2019年3月16日時点での配当利回りは2.5%です。
以前は常連であったMicrosoftは株高により配当利回りが下がり、2019年3月時点では構成銘柄から外れています。
前向きにとらえるなら、株価が上がり過ぎた銘柄を保有しないと捉える事も出来ますね。私はけっこう好きな考え方です。
反対にAmazonのような急成長をしている会社は配当を出さないので、構成銘柄には無く、そういったものを取り込む事は出来ません。
下記画像を見ると全体が掴みやすいかと思います。バンガードのVYM商品紹介PDF(2018年12月分)からの引用です。
●で表されている中心傾向を見るとバリュー寄りの大型株で構成されているのが分かりますね。
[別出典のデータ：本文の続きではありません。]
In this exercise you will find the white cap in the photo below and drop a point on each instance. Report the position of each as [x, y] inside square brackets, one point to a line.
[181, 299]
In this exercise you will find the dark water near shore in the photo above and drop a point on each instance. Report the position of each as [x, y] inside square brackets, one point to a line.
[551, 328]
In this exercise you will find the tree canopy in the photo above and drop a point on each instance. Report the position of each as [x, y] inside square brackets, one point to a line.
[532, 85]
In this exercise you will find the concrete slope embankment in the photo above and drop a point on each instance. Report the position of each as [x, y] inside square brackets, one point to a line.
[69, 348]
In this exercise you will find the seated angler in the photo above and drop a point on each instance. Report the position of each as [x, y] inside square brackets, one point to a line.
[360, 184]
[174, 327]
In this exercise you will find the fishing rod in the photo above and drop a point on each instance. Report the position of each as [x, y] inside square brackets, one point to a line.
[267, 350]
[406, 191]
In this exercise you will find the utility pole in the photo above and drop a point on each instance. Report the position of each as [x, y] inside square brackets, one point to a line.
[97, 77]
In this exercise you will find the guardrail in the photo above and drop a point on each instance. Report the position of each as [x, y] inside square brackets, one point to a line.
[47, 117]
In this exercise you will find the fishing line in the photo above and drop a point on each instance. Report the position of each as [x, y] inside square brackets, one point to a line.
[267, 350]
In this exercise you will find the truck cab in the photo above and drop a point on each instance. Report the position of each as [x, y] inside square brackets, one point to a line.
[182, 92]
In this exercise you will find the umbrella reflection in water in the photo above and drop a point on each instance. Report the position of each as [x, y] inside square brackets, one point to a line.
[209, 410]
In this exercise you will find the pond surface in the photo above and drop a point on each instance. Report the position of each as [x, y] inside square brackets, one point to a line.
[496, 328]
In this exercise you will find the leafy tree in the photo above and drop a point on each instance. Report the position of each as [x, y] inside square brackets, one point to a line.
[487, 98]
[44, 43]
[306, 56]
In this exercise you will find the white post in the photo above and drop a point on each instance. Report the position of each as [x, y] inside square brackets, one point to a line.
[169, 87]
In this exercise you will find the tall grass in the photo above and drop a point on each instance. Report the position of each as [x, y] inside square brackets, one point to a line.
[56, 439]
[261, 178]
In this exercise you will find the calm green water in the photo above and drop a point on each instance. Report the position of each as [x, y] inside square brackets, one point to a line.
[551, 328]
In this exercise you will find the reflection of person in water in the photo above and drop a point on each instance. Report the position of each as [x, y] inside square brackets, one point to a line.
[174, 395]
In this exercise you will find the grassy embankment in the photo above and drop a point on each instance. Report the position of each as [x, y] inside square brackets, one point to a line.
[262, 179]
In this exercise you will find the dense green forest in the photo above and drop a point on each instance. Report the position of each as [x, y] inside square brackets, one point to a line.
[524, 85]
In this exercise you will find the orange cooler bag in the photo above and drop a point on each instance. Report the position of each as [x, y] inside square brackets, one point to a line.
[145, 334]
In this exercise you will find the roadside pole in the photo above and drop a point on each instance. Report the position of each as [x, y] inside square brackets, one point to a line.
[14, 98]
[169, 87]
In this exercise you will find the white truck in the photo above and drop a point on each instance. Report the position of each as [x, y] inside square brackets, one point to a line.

参考としてS&P500ETFであるVOOはブレンドど真ん中になります。
VYMの概略
ティッカー | VYM |
経費率(信託報酬) | 0.06% |
ベンチマーク | FTSEハイディビデンド・イールド・インデックス |
構成銘柄数 | 397 |
配当スケジュール | 年4回 |
ETF純資産総額 | 215.95億米ドル |
設定日 | 2006年11月10日 |
経費率(信託報酬)は2019年2月26日より0.08%から0.06%へ下がっています。その前は0.09%あたりだったと思います。
純資産額が増えて運用効率があがれば、経費率を下げるというのを着実に行ってくれているところも米国ETFの魅力です。
関連記事バンガード、VT、VYM、VWOなどの経費率(信託報酬)を値下げへ
配当は年4回、設定日は2006年11月でリーマンショックを乗り越えてきたETFという点も信頼が出来ます。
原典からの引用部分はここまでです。